ようやく、街の端に立つ標識なんかが、はっきり読めるようになってきたころだった。古く、誰も使っていなさそうな、スプレーの落書きが描かれた車庫にもたれ、目立つ赤い衣装を着たその人物が、ふたりを待っていたのに主人公は気づく。
「よう」
ウィスパーボイスが投げかけられる。彼女の足元にいた幻のウサギが跳んで消える。ギャラリストは立ち止まらなかった。
「……なぜまだそんなところにいる、ピトフーイ。頭を取り戻してくるんじゃなかったのか。どうも持っているようには見えないが」
「ああ。オレもあいつらの様子を観察してやりたかったが、思っていたような感じじゃなかったから、もう飽きたよ。それにどうも、あいつらは嬢ちゃんに会って伝えたいことがあるらしい」
「つまり無駄足だったということか」
「そうだな」
ギャラリストは主人公を引き寄せ、肩を抱く。車庫を通り過ぎる。じりじりとした野鳥の視線を背後から感じる。

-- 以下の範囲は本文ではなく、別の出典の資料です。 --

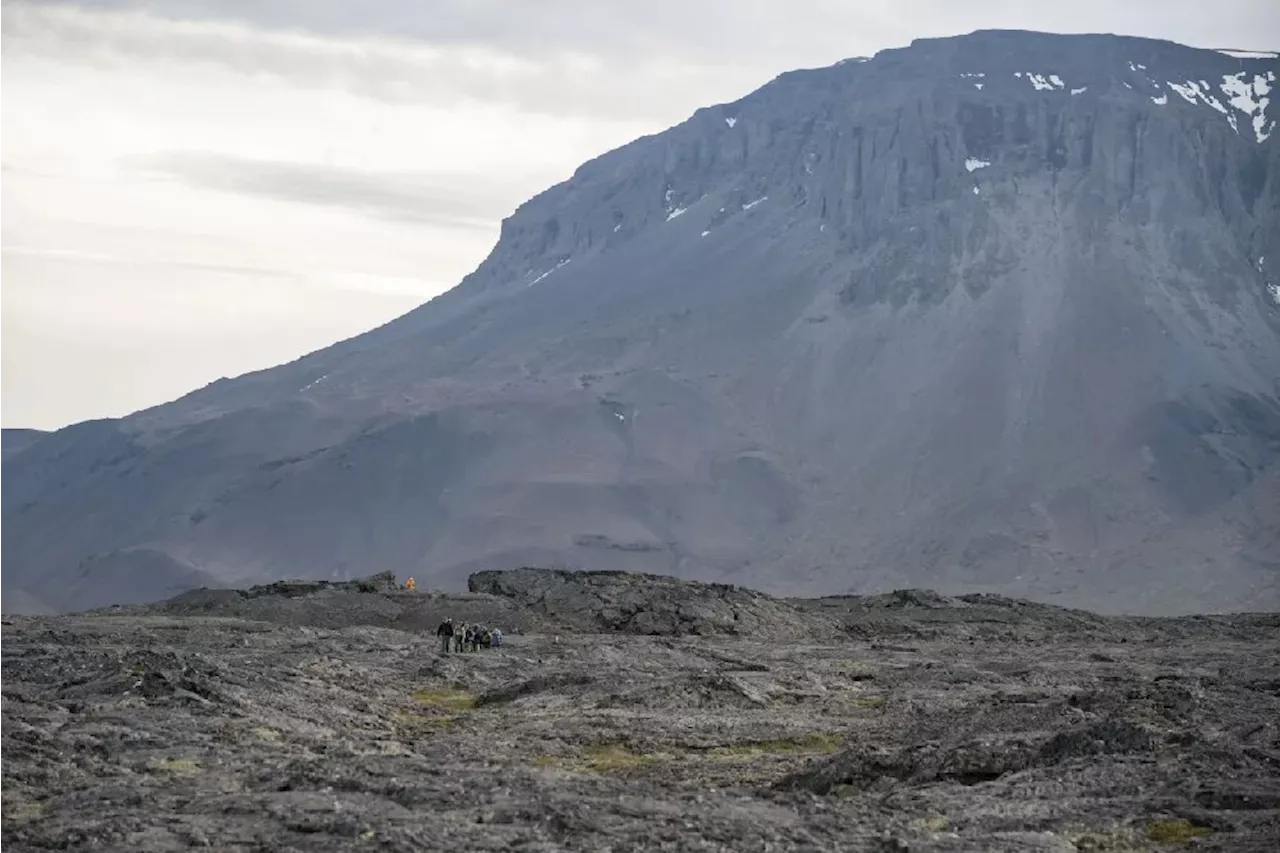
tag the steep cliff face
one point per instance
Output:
(986, 313)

「でもオレにとっては大した徒労じゃなかったよ。……復員兵の家にはあんたが行くんだろうな。嬢ちゃんもその優しいギャラリストといっしょにいる方が好きだろ」
「君は何も答えなくていい」
一切の間をおかずギャラリストはぴしゃりと言う。
「ピトフーイ、お前がそんなに干渉してくるとは思わなかった」
「よっぽど予想外だったのか? それどもオレってそんなに消極的に見えたか……」
独り言のようにつぶやくピトフーイの声は、すぐに遠く、聞き取りづらくなる。でも主人公は背を向けたまま、できるだけ耳を傾けようとしていた。だがそれも、もう静寂になる。